Gartshore Nurses' Residence
As for the mid-century modern buildings on Hill Street, I’ll stick with my unpopular opinion  that mid-twentieth century is when architecture ended and unsightliness began. No doubt Growing Concern Day Care centre, currently housed in the former Crippled Children’s Treatment Centre, would like to stay where it is, but the building is about to become a victim of progress. One hopes the replacement buildings will look better, not worse.

Speaking of those new buildings, we have no idea what they’ll be. Imagine a city tearing down almost an entire complex of buildings without having the faintest idea what they’re going to replace them with. Will the space be filled with condos? Offices? A commercial centre for a newly-revitalized SoHo? Perhaps the site of the old Victoria Hospital is where we’ll build our performing arts centre?

Update, September 2015: Next month the City of London intends to send out a request to developers for proposals. I hope whatever is built on this site will fit in with the neighbourhood's heritage and history. But developers, of course, will build whatever they think will earn them the most money and that's rarely sympathetic infill.

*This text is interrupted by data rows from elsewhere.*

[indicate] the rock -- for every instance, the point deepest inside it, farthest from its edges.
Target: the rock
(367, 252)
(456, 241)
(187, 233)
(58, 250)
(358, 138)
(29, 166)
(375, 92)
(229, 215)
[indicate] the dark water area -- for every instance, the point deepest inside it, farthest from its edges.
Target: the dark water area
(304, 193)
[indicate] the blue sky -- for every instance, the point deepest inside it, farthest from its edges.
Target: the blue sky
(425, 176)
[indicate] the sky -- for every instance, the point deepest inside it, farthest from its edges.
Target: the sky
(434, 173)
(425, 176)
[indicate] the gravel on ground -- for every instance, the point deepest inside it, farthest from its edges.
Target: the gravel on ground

Update, September 2017: The Colborne Building has been given a heritage designation by Planning & Environment Committee. 

Update, April 2018: At last the city has begun the design process to redevelop the old Victoria Hospital lands. A contract has been awarded by council to Dillon Consulting, to be completed over the next two years. Construction could start as early as 2020 on two apartment towers and other projects. Let's hope the remaining buildings can be incorporated into the overall design.